Non, messieurs qui jurez vos grands horlogers penser contre le courant, votre vocation n’est pas la veuve et l’orphelin, vous n’êtes pas prêts à mourir vêtus de haillons dans des caniveaux miteux, pour sauver ce qui reste d’humanité dans l’homme. Vous surveillez, avides, l’audience de vos torchis, vous quêtez la médaille, l’os estampillé « comme il faut », « anti-fachos », le petit médaillon brillant qui vous permettra de vivre, bourgeois que vous êtes, en bêtes petits serviteurs du Rubis-cons.
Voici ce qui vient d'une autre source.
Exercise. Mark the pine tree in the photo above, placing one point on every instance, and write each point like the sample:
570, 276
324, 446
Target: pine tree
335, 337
On le franchit en troupeaux, le fleuve, mais dans le mauvais sens : on s’affirme toujours partant pour la guerre, quand on dorlote l’oreiller de son chez-soi. Chacun le sait, la tisane et les pantoufles font toujours moins de mal à l’âme douillette que l’épée et l’écu. C’est tellement simple et tranquille de crier dans une foule.

Le voilà, le mensonge : Willem se veut chevalier (disons, reître, plutôt), les journaux le disent et l’adoubent, il est très courageux de défendre la justice sociale, et de lutter contre les méchants identitaires, sauf que Willem, tout enfoutré de taffetas, dors paisiblement tous les soirs, endormi par le sable de Libé et les comptines des Inrocks, qui le bénissent dans leur Parthénon, dans son grand lit.

Willem est un pamphlétaire de nos jours, bête et méchant, pauvre dans son originalité, qui n’a même pas le courage d’avoir de l’humour.

Je vous conseille, lecteurs attentifs, de regarder plus avant ce que nous sommes : le douillet que nous quémandons, la tranquillité bourgeoise à laquelle nous aspirons, n’est-elle pas le reflet du refus de la bagarre, de l’ardente flamme de l’insolence? Aspirons à n’être plus bourgeois, pour n’être pas modernes, et laissons ainsi nos pensées chavirer rudement, se remplir d’eau, se redresser enfin, joyeusement portées par les battements féroces des saumons.